Rating: Summary: Don't Buy It... just Rent It... Review: Don't buy this movie - I'm glad I didn't. Rent it first, then decide for yourself. I thought I would like it... but to my surprise I didn't! Maybe it was because of all the attention it got when Halle Berry won the award for it... which I really don't agree with now either, since I've seen the movie for myself. She was good, but no it wasn't good enough to win best actress. Alot of past best actress winner's would have never even taken a roll like that. If that's the best she can do... well, I wouldn't be so proud of that... award or no award. ... so don't buy it... !!! (Hope this saves someone some $$.)
Rating: Summary: Oscar for Halle?? Review: It's becoming so obvious that the Oscars are political. Totally Political. I believe Halle Berry is a very talented actress and have enjoyed her performances in the past but this film left me empty. The story, while dealing with serious subject matter, was comrpomised with a thin thin story. Billy Bob Tornton merely showed up, Halle Berry was forced to overact to make up for a zero character and the explicit yet boring sex scene was a cheap ploy to get audiences into the theaters. Quite simply, a waste of time for the audience and an Oscar for Halle Berry in a performance that should be an embarrassment.
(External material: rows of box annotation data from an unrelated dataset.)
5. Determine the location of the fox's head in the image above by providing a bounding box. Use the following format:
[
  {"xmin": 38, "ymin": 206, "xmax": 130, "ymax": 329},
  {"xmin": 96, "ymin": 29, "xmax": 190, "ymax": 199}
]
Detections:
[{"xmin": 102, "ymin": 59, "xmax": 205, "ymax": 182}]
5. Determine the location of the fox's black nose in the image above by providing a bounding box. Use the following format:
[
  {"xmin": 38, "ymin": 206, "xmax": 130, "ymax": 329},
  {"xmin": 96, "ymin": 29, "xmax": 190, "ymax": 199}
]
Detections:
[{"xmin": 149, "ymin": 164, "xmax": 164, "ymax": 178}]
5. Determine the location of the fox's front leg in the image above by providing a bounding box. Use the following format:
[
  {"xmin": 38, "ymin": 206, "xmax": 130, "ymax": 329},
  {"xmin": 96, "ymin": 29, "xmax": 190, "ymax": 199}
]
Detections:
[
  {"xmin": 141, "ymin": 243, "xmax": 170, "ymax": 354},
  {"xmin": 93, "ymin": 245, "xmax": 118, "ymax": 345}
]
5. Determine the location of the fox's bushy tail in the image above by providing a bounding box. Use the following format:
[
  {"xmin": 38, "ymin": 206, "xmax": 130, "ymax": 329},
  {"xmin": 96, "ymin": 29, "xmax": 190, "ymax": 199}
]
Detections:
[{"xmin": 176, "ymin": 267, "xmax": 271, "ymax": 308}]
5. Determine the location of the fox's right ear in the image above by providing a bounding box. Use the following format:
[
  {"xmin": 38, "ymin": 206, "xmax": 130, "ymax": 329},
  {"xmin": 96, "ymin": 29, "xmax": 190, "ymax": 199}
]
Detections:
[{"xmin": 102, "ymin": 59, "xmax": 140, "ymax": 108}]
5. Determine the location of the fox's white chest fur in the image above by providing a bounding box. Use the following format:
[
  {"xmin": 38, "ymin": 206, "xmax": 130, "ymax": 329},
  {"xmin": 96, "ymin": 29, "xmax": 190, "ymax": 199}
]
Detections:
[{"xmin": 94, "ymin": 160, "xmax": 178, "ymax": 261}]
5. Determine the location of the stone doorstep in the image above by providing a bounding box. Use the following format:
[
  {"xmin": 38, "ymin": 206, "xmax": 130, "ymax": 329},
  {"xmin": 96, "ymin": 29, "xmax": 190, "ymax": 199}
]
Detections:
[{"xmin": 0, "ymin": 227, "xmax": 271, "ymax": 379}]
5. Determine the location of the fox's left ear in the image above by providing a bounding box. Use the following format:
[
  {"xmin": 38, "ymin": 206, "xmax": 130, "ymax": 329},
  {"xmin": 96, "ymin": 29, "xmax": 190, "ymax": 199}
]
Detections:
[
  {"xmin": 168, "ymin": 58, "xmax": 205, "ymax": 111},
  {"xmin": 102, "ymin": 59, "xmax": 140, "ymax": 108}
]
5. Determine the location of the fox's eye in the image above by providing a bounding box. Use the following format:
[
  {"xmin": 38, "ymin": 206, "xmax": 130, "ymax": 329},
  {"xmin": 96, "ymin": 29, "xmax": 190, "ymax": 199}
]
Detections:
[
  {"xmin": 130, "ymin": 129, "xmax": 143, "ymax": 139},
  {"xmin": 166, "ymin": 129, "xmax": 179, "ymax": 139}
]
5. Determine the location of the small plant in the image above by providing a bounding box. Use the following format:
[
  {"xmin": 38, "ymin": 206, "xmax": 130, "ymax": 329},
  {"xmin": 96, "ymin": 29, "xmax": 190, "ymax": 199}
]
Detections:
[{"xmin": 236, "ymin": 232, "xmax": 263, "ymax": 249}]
Rating: Summary: One of the most powerful dramatic films ever made. Period! Review: USA Today's review of "Monster's Ball" said it best when it wrote that the film "... proves that Halle Berry had a spectacular performance inside her waiting to be unleased, and that Billy Bob Thornton had a third one in his awesome 2001 stockpile." That about says it all. The entire cast of this film is excellent, the storyline is moving, but it's Berry's Oscar-winning (and very well-deserved, I might add) turn that is the jewel in this movie's crown. Not only did she seemingly pull that performance from her very bone marrow, but she has finally shed that "just another pretty face in Hollywood" image that seemed to plague her career from the very beginning. Berry proved to the entertainment industry that she is indeed a bona fide ACTRESS. "Monster's Ball"will make you laugh, cry, and angry in its brutal realism. Rent and/or buy this film - you will definitely get your money's worth.